Multiple Plays on Multiple Sclerosis
10/28/2005 12:00 am EST
"Biotech stock can be very volatile, due to regulatory risks," cautions Ken Kam, portfolio manager for the Masters 100 Fund. Here, he reviews a pair of opportunities that he considers special situations within the biotech sector. Both are a play on developing a drug for multiple sclerosis.
"Elan (ELN NYSE) is a biotech stock. If you look at the balance sheet and income statement of this company, there is nothing to see. They have raised a lot of money and spent a lot of money developing Tysabri, a drug for multiple sclerosis. Unless the drug turns out to be useful, it’s not worth anything. So the way to look at this company is to look at their clinical trial data. The stock had a big drop in February, when Tysabri had to be pulled from the market. However, all the data has now been forwarded to the FDA for review, and I believe there is a very good chance the drug will come back on the market.
"This stock can be summarized as a risk to reward profile. The reward side of the story is that 25% of multiple sclerosis patients have no other alternative, and who will benefit from this drug. The risk side is that there is 0.1% chance that some of these patients will come down with a fatal complication. From the standpoint of the 25% of MS patients who have failed all other available therapies, I think they are going to be willing to take that chance.
"To put this in perspective, a recently completed long-term study shows that if you take aspirin consistently over a long period of time, your chances of having a fatal complication are 0.2%. So if you are comfortable with the risks of aspirin, then I think the risk to reward for letting Tysabri back out on the market are very good. If that happens, this stock could be an easy double.
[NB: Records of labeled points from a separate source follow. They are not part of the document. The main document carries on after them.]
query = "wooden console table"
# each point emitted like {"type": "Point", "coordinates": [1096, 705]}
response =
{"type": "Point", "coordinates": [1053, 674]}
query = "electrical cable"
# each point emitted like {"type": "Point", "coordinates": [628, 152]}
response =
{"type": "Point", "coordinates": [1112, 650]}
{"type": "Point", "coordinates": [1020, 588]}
"Elan’s partner in this drug is Biogen (BIIB NASDAQ). Elan is the more aggressive way to play this story. But the great thing about Biogen is that there are other things that it does that make it a good investment on its own, and the company is already profitable even without this drug. Biogen combined with Idec Labs and, as a result, has a big franchise in a hugely successful drug for AIDS.
"So even if nothing happens with Tysabri, I still believe that Biogen will turn out to be a decent investment. If Tysabri does return to the market, then I think it will prove to be a fantastic opportunity. So if you want to have a somewhat less volatile play on the same story, then Biogen would be the stock to consider. We have chosen to hold both stocks in our portfolio at the Masters 100 Fund.
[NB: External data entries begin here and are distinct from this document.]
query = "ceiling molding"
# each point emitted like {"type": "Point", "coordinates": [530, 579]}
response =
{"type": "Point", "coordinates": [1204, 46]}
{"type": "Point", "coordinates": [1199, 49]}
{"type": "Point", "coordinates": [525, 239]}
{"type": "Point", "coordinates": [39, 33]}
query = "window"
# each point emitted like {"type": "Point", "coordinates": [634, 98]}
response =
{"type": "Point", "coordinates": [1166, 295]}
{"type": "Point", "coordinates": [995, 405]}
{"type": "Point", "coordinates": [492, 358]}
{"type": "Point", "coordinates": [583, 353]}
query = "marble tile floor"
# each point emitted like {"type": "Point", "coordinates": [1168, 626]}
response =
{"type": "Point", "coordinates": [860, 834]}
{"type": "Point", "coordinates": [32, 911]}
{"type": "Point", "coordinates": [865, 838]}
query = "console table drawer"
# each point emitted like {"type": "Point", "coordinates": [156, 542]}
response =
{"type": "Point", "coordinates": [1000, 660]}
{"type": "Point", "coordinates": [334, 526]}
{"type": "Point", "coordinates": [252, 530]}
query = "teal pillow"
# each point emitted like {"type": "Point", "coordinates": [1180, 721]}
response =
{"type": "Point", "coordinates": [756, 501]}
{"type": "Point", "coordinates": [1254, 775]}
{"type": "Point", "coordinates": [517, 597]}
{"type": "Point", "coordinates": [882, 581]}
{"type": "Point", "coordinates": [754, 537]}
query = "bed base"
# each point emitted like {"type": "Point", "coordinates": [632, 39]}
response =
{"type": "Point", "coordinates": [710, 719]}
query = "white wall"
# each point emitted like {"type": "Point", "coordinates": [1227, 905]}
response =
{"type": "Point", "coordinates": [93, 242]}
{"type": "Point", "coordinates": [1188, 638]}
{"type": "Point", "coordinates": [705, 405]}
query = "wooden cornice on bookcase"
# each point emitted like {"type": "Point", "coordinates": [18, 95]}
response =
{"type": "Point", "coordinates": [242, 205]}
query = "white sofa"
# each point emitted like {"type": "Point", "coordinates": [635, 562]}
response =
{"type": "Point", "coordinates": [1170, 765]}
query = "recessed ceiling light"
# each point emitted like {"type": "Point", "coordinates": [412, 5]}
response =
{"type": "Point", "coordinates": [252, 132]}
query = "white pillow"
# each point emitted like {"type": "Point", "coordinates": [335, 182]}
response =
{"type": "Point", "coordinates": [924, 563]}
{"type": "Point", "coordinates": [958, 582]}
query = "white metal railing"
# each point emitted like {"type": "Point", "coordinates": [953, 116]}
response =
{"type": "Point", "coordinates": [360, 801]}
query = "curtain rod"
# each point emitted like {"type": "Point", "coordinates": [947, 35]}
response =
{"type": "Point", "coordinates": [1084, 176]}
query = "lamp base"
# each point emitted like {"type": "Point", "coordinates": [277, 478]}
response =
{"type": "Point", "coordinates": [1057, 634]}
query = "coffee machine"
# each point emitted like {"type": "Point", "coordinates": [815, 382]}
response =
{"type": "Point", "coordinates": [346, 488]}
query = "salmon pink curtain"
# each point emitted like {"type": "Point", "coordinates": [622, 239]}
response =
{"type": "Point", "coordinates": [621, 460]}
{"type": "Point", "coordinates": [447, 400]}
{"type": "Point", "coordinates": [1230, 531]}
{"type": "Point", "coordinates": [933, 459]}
"I would add that there are some special circumstances that have added to the volatility and risk in this situation. The biotechnology industry is very heavily regulated by the FDA. However, during much of the current administration, there has not been a consistent, ongoing FDA commissioner. The current commissioner, who had only been in office for a few months, recently resigned and we again have another acting commissioner.
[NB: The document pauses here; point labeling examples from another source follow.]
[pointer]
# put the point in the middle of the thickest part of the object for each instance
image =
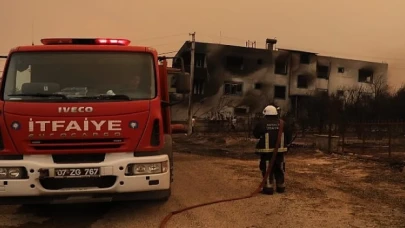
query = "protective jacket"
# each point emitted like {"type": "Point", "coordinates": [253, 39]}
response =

"Whenever there is an ‘acting’ commissioner, it is unclear whether the FDA will make controversial decisions or simply ‘put things on hold’. While that makes sense from a bureaucratic standpoint, it can be a disaster for companies. This adds additional regulatory risk for the investor. However, in the case of Tysabri, I just can’t see the FDA telling MS patients who have no other alternatives that they can’t use the drug. It might take longer, but I think that ultimately the right decision will be made."